Rote Biotechnologie und Transplantationsmedizin sind bisher noch wenig erprobt, gelten aber als Heilmethoden der Zukunft. Mehr als 10000 Menschen in Deutschland warten auf ein neues Organ. Große Hoffnungen sind daher mit Tissue engineering, therapeutischem Klonen und Stammzellentherapie verknüpft. Ähnliches gilt für Patienten mit geschädigter Hirn- oder Nervenfunktion. Nach einem Schlaganfall sollen Chips als Neuroprothesen die Nervenfunktionen übernehmen.
Fazit:
Ein optimistischer Grundton beherrscht die Studie. Der Text ist flott geschrieben und wird durch eine Fülle von Beispielen illustriert. Jedem Kapitel werden die wichtigsten Thesen vorangestellt, ein Trendbriefing am Ende des Kapitels bietet eine kurze Zusammenfassung mit Memo-Charakter. Die Studie ist damit sehr informativ und gut zu lesen.
Die Studie wirkt weitgehend neutral. Der Verzicht auf eine Schaden-Nutzen-Analyse weckt zumindest Zweifel daran. Erfrischend unbekümmert, als gehörte der Streit über die Finanzierung von medizinischen Leistungen schon der Vergangenheit an, stellen die Autoren überwiegend kostenintensive technische Lösungen für medizinische Probleme vor. Innovativ scheint nur die Gesundheitswirtschaft zu sein, der öffentliche Sektor ist entweder im Rückzug oder wird schlicht ausgeblendet.
Die Studie erhebt keinen Anspruch auf Vollständigkeit. Sie fokussiert die Health-Konsumenten, die auch eine Zielgruppe von Marketing-Strategen sein könnten.
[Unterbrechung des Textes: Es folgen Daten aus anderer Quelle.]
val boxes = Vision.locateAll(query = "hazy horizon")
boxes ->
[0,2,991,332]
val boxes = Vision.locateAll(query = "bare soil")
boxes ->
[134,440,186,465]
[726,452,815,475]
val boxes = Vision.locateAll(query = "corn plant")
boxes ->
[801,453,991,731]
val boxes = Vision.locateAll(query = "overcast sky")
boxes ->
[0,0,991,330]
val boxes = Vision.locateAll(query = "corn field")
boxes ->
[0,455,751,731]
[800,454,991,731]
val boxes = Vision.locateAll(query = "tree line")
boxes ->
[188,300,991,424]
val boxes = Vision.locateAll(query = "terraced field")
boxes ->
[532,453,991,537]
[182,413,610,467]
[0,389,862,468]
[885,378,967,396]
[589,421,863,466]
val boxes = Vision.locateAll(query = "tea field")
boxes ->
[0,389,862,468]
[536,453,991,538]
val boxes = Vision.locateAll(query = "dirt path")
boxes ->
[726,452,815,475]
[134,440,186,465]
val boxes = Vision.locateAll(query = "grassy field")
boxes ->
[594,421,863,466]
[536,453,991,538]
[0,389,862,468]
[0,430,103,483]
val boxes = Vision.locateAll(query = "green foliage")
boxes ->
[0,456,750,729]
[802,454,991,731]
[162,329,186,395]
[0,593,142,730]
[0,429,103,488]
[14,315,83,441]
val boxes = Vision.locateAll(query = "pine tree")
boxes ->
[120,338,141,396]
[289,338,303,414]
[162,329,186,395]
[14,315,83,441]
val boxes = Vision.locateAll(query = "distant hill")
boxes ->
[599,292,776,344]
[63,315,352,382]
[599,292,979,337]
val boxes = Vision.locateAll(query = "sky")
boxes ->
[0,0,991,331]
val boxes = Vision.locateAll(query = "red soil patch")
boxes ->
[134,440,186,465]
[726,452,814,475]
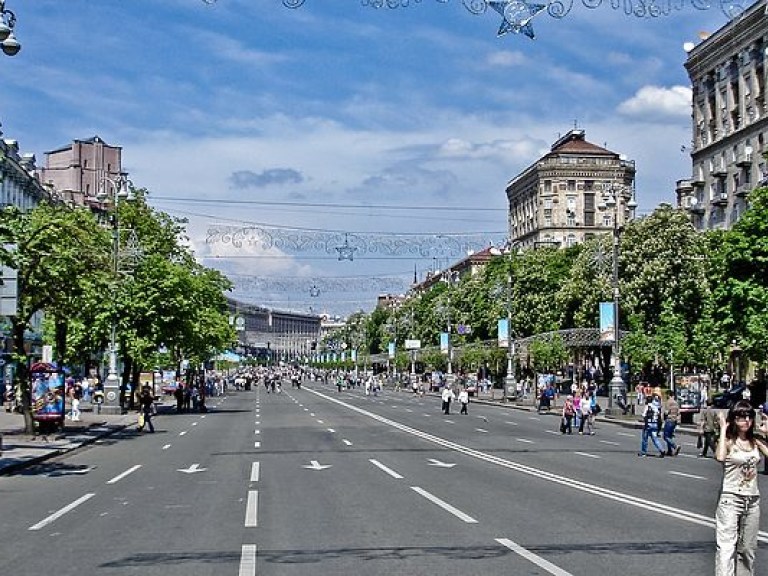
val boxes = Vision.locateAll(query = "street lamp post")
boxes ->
[0,0,21,56]
[96,173,133,412]
[604,180,637,408]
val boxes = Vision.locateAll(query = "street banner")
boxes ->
[498,318,509,348]
[600,302,616,342]
[405,340,421,350]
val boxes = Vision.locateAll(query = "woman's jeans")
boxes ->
[640,422,664,454]
[715,494,760,576]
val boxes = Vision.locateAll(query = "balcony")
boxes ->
[711,166,728,178]
[712,192,728,206]
[736,154,752,168]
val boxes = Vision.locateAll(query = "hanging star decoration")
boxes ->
[336,234,357,262]
[488,0,547,40]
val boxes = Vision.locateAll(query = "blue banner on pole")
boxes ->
[600,302,616,342]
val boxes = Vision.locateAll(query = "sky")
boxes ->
[0,0,728,316]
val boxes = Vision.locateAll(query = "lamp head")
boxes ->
[0,32,21,56]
Der souveräne Patient stammt aus einer Welt, in der es keine schweren Krankheiten, keine Behinderung und keine Konfrontation mit Sterben und Tod zu geben scheint. Deshalb ist Vorsicht angebracht. Unsere Gesellschaft ist nicht homogen, das Gesundheitsbewusstsein ist unterschiedlich ausgeprägt. Für das Konsumverhalten ist zudem das Einkommen entscheidend... [mehr]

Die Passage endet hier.